Bank credit is expected to grow around 15 per cent in FY23 and FY24, led by broad-based economic recovery and stronger, cleaner balance sheets of lenders, according to rating agency Crisil.
The growth estimate also factors in GDP growth of 7 per cent in FY23, impetus to credit growth from the government’s infrastructure push, higher working capital demand in a high-inflation environment, and some substitution of debt capital market borrowings, it said in a release.
“While GDP growth could see some moderation in FY24, this would be on a higher base, thereby having limited impact on credit demand,” Crisil said.
It expects public sector banks to grow at 12 per cent, and private banks at 17 per cent over FY23 and FY24. While in FY23, credit growth is likely to be driven by retail and MSME segments, corporate credit could be a larger contributor to growth in FY24.
“Corporate credit (45 per cent of overall credit) may grow at a 2-year CAGR of 10-12 per cent up to March 2024, after a mere 3 per cent in FY19-22. Next fiscal should see a revival in private sector capex, which then will become the key driver for higher corporate credit growth,” said Krishnan Sitaraman, Senior Director and Deputy Chief Ratings Officer at Crisil.
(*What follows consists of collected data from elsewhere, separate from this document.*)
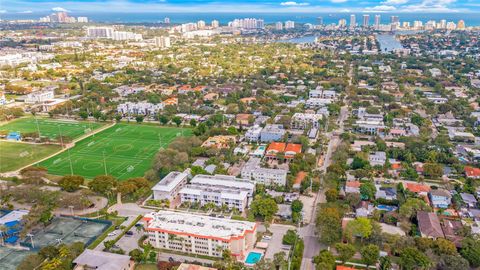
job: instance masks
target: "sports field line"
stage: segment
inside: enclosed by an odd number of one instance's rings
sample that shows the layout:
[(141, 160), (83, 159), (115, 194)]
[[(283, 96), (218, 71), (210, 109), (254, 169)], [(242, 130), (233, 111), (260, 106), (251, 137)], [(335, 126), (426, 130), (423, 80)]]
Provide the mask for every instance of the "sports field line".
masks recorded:
[(43, 162), (43, 161), (45, 161), (45, 160), (48, 160), (48, 159), (50, 159), (50, 158), (52, 158), (52, 157), (54, 157), (54, 156), (56, 156), (56, 155), (59, 155), (60, 153), (63, 153), (63, 152), (67, 151), (67, 150), (70, 149), (70, 148), (73, 148), (73, 147), (75, 146), (75, 143), (76, 143), (76, 142), (81, 141), (81, 140), (83, 140), (83, 139), (85, 139), (85, 138), (87, 138), (87, 137), (94, 136), (95, 134), (97, 134), (97, 133), (99, 133), (99, 132), (101, 132), (101, 131), (103, 131), (103, 130), (105, 130), (105, 129), (108, 129), (108, 128), (110, 128), (110, 127), (115, 126), (115, 124), (116, 124), (116, 123), (113, 122), (113, 123), (111, 123), (110, 125), (105, 125), (105, 126), (102, 126), (102, 127), (100, 127), (100, 128), (97, 128), (97, 129), (95, 129), (93, 132), (91, 132), (91, 133), (89, 133), (89, 134), (82, 135), (82, 136), (76, 138), (75, 140), (73, 140), (72, 143), (70, 143), (70, 144), (67, 145), (65, 148), (61, 149), (60, 151), (55, 152), (55, 153), (53, 153), (53, 154), (51, 154), (51, 155), (49, 155), (49, 156), (46, 156), (46, 157), (44, 157), (44, 158), (42, 158), (42, 159), (40, 159), (40, 160), (37, 160), (37, 161), (35, 161), (35, 162), (32, 162), (32, 163), (30, 163), (30, 164), (28, 164), (28, 165), (26, 165), (26, 166), (24, 166), (24, 167), (16, 170), (16, 171), (14, 172), (14, 174), (18, 174), (21, 170), (23, 170), (23, 169), (25, 169), (25, 168), (31, 167), (31, 166), (33, 166), (33, 165), (35, 165), (35, 164), (39, 164), (39, 163), (41, 163), (41, 162)]

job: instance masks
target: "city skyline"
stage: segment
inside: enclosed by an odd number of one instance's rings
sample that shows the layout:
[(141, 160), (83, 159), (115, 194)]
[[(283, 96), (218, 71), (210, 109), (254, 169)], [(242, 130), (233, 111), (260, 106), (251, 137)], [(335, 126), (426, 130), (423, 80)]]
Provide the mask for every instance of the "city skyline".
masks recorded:
[(47, 11), (71, 12), (366, 12), (366, 13), (475, 13), (480, 4), (475, 0), (327, 0), (260, 2), (229, 0), (218, 2), (181, 0), (4, 0), (0, 14), (30, 14)]

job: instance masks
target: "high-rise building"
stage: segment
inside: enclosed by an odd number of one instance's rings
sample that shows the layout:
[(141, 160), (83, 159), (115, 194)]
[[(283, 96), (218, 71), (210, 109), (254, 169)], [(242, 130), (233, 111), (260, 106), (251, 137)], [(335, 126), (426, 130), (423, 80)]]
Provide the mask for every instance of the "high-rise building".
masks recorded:
[(464, 30), (464, 29), (465, 29), (465, 21), (464, 21), (464, 20), (458, 21), (458, 23), (457, 23), (457, 29), (458, 29), (458, 30)]
[(406, 28), (406, 29), (410, 28), (410, 22), (403, 22), (402, 28)]
[(447, 30), (455, 30), (457, 29), (457, 24), (454, 22), (448, 22), (447, 23)]
[(92, 26), (87, 28), (87, 37), (91, 38), (113, 38), (113, 28), (104, 26)]
[(165, 17), (165, 19), (163, 19), (163, 23), (170, 24), (170, 18)]
[(57, 12), (58, 22), (64, 23), (67, 22), (68, 14), (65, 11)]
[(364, 14), (363, 15), (363, 27), (367, 28), (370, 24), (370, 15)]
[(295, 28), (295, 22), (294, 21), (286, 21), (285, 22), (285, 29), (293, 29)]
[(380, 17), (380, 15), (378, 15), (378, 14), (375, 15), (375, 24), (374, 24), (375, 29), (378, 29), (378, 27), (380, 26), (380, 22), (381, 22), (381, 17)]
[(200, 21), (197, 22), (197, 28), (198, 29), (205, 29), (206, 25), (207, 24), (205, 23), (205, 21), (200, 20)]
[(88, 23), (88, 18), (87, 17), (78, 17), (77, 22), (79, 23)]
[(220, 27), (220, 23), (217, 20), (213, 20), (211, 25), (212, 25), (212, 28)]
[(228, 26), (233, 28), (244, 28), (244, 29), (257, 29), (264, 28), (265, 22), (263, 19), (254, 19), (254, 18), (244, 18), (244, 19), (235, 19), (228, 23)]
[(422, 27), (423, 27), (423, 22), (422, 21), (414, 21), (413, 22), (413, 28), (420, 29)]
[(400, 23), (400, 18), (398, 16), (391, 16), (390, 17), (390, 23), (391, 24), (399, 24)]
[(440, 20), (440, 25), (437, 26), (438, 28), (445, 29), (447, 28), (447, 20)]
[(113, 40), (135, 40), (139, 41), (142, 40), (143, 37), (141, 34), (136, 34), (134, 32), (129, 32), (129, 31), (114, 31)]
[(317, 24), (323, 25), (323, 17), (317, 17)]
[(355, 28), (357, 26), (355, 14), (350, 15), (350, 28)]
[(275, 23), (275, 30), (278, 30), (278, 31), (283, 30), (283, 23), (282, 22)]
[(159, 48), (170, 48), (170, 37), (155, 37), (155, 46)]
[(345, 20), (345, 19), (338, 20), (338, 27), (343, 28), (345, 26), (347, 26), (347, 20)]

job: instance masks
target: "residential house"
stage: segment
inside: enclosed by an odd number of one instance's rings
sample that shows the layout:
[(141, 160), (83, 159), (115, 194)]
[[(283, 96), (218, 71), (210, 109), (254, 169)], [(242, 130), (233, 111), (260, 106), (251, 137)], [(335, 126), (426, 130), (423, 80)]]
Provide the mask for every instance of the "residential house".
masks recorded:
[(476, 208), (477, 207), (477, 199), (473, 194), (470, 193), (460, 193), (462, 197), (463, 203), (469, 208)]
[(448, 208), (452, 201), (452, 195), (444, 189), (430, 190), (429, 197), (432, 206), (435, 208)]
[(296, 154), (302, 153), (302, 145), (295, 143), (272, 142), (268, 145), (265, 157), (269, 159), (278, 159), (277, 154), (283, 153), (285, 160), (290, 160)]
[(266, 125), (260, 132), (260, 141), (274, 142), (280, 141), (285, 135), (285, 129), (282, 125)]
[(422, 237), (443, 238), (443, 230), (438, 216), (433, 212), (419, 211), (417, 213), (418, 230)]
[(85, 249), (75, 260), (74, 270), (133, 270), (135, 262), (130, 256)]
[(184, 172), (173, 171), (162, 178), (155, 186), (152, 187), (154, 200), (173, 201), (178, 192), (187, 184), (190, 170)]
[(319, 121), (323, 119), (323, 115), (315, 113), (295, 113), (292, 116), (291, 126), (293, 129), (318, 128)]
[(286, 185), (288, 170), (262, 168), (260, 163), (260, 158), (251, 157), (242, 168), (242, 178), (250, 179), (255, 183), (265, 184), (267, 186)]
[(473, 179), (480, 179), (480, 168), (465, 166), (465, 176)]
[(387, 154), (381, 151), (374, 152), (368, 155), (368, 161), (372, 166), (383, 166), (387, 161)]

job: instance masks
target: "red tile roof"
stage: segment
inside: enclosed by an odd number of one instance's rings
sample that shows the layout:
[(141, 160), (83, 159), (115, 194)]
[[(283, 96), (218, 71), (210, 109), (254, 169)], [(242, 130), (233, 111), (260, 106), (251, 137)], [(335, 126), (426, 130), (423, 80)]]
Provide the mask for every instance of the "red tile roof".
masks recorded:
[(302, 153), (302, 145), (296, 143), (289, 143), (285, 147), (285, 152), (295, 152), (296, 154)]
[(359, 188), (361, 184), (362, 183), (360, 183), (360, 181), (347, 181), (347, 183), (345, 183), (347, 187), (353, 187), (353, 188)]
[(357, 269), (352, 268), (352, 267), (348, 267), (348, 266), (337, 265), (337, 269), (336, 269), (336, 270), (357, 270)]
[(268, 145), (267, 152), (275, 151), (275, 152), (284, 152), (285, 151), (285, 143), (282, 142), (272, 142)]
[(430, 187), (422, 184), (407, 183), (406, 188), (411, 192), (420, 193), (420, 192), (429, 192)]
[(465, 175), (473, 178), (480, 177), (480, 168), (465, 166)]

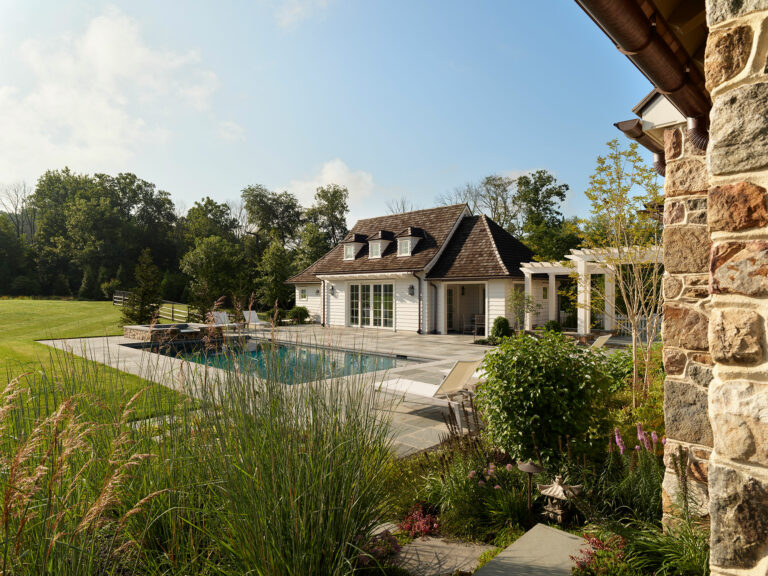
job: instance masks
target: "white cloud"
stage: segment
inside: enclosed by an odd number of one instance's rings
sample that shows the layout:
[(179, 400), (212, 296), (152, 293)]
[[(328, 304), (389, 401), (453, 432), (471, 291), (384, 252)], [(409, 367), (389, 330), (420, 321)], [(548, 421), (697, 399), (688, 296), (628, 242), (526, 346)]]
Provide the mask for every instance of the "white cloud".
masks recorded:
[(219, 138), (228, 142), (242, 142), (245, 140), (245, 128), (231, 120), (219, 122), (217, 133)]
[(376, 188), (373, 174), (364, 170), (351, 170), (340, 158), (322, 165), (317, 174), (307, 180), (291, 180), (285, 188), (295, 194), (303, 206), (310, 206), (320, 186), (338, 184), (349, 190), (350, 207), (361, 205)]
[(275, 19), (281, 28), (290, 28), (328, 7), (328, 0), (278, 0)]
[(10, 178), (34, 179), (65, 164), (123, 167), (141, 146), (169, 136), (142, 109), (207, 110), (218, 87), (198, 52), (151, 46), (139, 23), (116, 8), (81, 33), (29, 39), (16, 55), (31, 82), (0, 84), (0, 173)]

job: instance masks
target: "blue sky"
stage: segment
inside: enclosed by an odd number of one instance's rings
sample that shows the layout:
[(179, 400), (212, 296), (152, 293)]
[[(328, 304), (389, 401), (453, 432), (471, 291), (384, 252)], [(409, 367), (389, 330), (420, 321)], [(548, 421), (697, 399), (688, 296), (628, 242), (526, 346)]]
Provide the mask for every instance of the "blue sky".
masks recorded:
[(351, 220), (539, 168), (586, 215), (651, 88), (569, 0), (0, 0), (0, 51), (0, 182), (129, 171), (185, 207), (337, 182)]

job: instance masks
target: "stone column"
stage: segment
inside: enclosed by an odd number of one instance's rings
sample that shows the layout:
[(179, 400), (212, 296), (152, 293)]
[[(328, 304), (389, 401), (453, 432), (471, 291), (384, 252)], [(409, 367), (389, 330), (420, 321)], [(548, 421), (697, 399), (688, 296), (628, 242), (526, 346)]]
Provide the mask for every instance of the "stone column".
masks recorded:
[(584, 260), (577, 262), (576, 271), (579, 273), (579, 293), (576, 299), (576, 331), (579, 334), (589, 334), (592, 329), (592, 274), (589, 272), (587, 263)]
[(666, 472), (662, 485), (664, 517), (678, 511), (675, 459), (682, 448), (690, 459), (690, 492), (698, 512), (709, 512), (708, 462), (712, 428), (707, 415), (713, 361), (709, 355), (706, 156), (688, 139), (685, 124), (664, 134), (664, 421)]
[(707, 0), (713, 575), (768, 573), (768, 0)]
[(547, 306), (549, 308), (549, 320), (557, 320), (557, 275), (549, 274), (549, 288), (547, 288), (547, 296), (549, 301)]
[[(528, 298), (533, 298), (533, 286), (532, 286), (532, 280), (531, 273), (530, 272), (524, 272), (525, 274), (525, 296), (526, 300)], [(527, 302), (526, 302), (527, 305)], [(519, 318), (519, 316), (518, 316)], [(527, 309), (525, 311), (525, 322), (524, 327), (526, 330), (533, 330), (533, 312), (529, 312)]]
On the other hand, retail credit—which accounts for 26 per cent of total advances—is expected to grow at 17-19 per cent, led by robust demand for home loans despite rising interest rates and real estate prices.
Even as unsecured retail loans have picked up and are likely to remain a lucrative segment for banks, the impact of a continued rise in interest rates on retail credit demand will need to be watched, Crisil said, adding that the MSME segment is seen growing at 16-18 per cent, and agrilcutre credit at around 10 per cent.
Deposit growth to keep pace
“What will be a key monitorable in this high credit growth environment is whether deposit growth can keep pace. The past few months have seen a trend reversal with credit growth running ahead of deposit growth,” said Subha Sri Narayanan, Director at Crisil.
With liquidity in the banking system, also normalising and competition for deposits intesifying, banks may now have to raise deposit rates at a faster pace and also resort to higher cost wholesale deposits, which may impinge on their margins, she said, adding profitability for the sector, however, should still remain higher than FY22.